Most states have adopted some form of net metering, but, the structure of each varies widely. Most states place certain limits on net metering in the form of “caps” on either capacity (i.e., systems over 2MW may be excluded from net metering) or a percentage (systems may not be net metered if they produce more than 120% of the customer demand). Similarly, many states will have a system wide cap – once they achieve a certain percentage of peak power, the utility no longer must net meter new generation systems, for example.

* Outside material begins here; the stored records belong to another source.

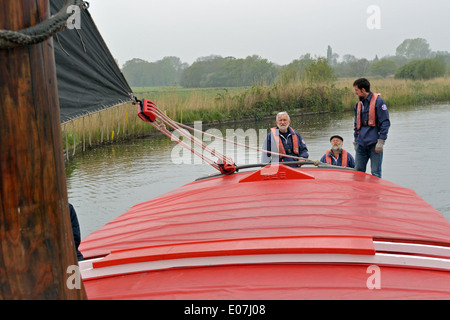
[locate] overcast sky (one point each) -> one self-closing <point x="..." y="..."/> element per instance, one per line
<point x="277" y="30"/>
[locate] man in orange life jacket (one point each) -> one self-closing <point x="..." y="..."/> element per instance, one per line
<point x="285" y="141"/>
<point x="371" y="127"/>
<point x="337" y="156"/>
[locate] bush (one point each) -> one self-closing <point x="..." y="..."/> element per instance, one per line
<point x="422" y="69"/>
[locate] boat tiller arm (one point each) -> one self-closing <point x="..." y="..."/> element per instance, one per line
<point x="226" y="168"/>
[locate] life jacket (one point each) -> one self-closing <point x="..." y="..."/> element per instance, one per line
<point x="280" y="145"/>
<point x="371" y="121"/>
<point x="344" y="158"/>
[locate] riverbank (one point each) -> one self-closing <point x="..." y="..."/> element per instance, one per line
<point x="232" y="104"/>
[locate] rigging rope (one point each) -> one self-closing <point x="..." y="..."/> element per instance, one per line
<point x="149" y="112"/>
<point x="42" y="31"/>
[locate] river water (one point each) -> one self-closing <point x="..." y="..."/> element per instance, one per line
<point x="105" y="182"/>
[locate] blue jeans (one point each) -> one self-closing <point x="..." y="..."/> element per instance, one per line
<point x="363" y="154"/>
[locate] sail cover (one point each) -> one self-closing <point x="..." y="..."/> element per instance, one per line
<point x="89" y="78"/>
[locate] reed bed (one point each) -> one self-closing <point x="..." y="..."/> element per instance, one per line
<point x="228" y="104"/>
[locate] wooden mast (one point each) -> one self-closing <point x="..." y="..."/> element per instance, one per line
<point x="36" y="241"/>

In the early days, net metering looked more like “net billing” – a customer would be credited at a lower rate (often avoided cost – or wholesale power rate) for power produced and charged a higher rate (retail) for power consumed. While this fit with the utility model of purchasing power at one rate and selling at another, it didn’t fit well with owners of on-site generation systems, who found themselves selling their power at a price lower than the electricity they bought. Increasingly, however, net metering has become a one-for-one swap – where kilowatt-hours (kWh) put into the grid are valued the same as the kWh consumed from the grid, greatly improving the owner’s economics.

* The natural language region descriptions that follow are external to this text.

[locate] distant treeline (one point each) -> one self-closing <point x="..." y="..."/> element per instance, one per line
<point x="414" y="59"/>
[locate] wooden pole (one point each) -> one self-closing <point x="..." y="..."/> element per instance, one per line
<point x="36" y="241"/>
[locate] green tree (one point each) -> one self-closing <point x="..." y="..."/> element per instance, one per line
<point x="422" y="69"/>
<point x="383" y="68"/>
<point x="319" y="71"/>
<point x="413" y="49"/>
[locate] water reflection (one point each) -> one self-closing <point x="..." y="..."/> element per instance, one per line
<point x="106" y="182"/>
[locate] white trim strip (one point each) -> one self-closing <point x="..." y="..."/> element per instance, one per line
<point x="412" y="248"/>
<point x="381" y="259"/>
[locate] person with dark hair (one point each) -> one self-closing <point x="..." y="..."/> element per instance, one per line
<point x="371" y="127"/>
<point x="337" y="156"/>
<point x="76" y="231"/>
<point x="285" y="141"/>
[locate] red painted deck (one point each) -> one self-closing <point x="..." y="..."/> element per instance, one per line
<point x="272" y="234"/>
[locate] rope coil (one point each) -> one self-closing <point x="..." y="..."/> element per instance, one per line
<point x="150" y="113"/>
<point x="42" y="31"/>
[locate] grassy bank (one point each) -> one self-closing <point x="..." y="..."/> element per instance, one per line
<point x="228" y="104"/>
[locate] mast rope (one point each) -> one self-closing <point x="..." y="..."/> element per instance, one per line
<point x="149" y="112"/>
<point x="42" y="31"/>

Another issue that challenges net metering objectives around the country is the differing methods of carrying forward excess generation credit, that is generation beyond the amount consumed over a month, and if and how that credit is compensated. Some utilities do not provide credit, while others have insisted on a monthly “true-up” which compensates the owner for excess power on a monthly basis. A better way (and much more common today) is an annual true-up, where credit can be carried forward month to month until the end of the year when the owner is paid for net generation. The best method is a continuous carry-forward. In this case, the customer can carry credits for excess production indefinitely. Customers prefer this method because, depending on when the annual true-up occurs within the year, they may not get the full benefit of their excess production.
Apart from these technicalities, net metering laws face a new set of challenges today. Because a portion of utility rate revenues pay for distribution infrastructure, utilities sometimes describe net metering as representing a cost shift to other customers. Proponents counter that distributed generation delivers a quantifiable benefit to the system as well – delivering power coincident with peak demand and minimizing the need for additional transmission infrastructure.
But utilities argue that, as distributed generation becomes more widely adopted, the cost shift becomes more pronounced. In response, a number of utilities have proposed to their regulatory commissions that a new “distributed generation surcharge” be levied to replace the lost revenue for infrastructure costs.
As states consider such net metering surcharges, they can learn from the experiences of Arizona and Colorado, where commissions have ordered a full cost-benefit study be conducted prior to any potential assessment. In Colorado, a study conducted by the utility found no net benefit to the system from net metering. But in Arizona, a neutral third party (Keyes & Fox) conducted the cost-benefit study and found a benefit to the system of 14¢/kWh, while the cost to the system was 7¢/kWh.
While net metering has been considered a core principal of distributed advanced energy projects, a new generation of standards may be evolving that reflect greater penetration of these technologies into the market, as they move from early adopters and into the mainstream.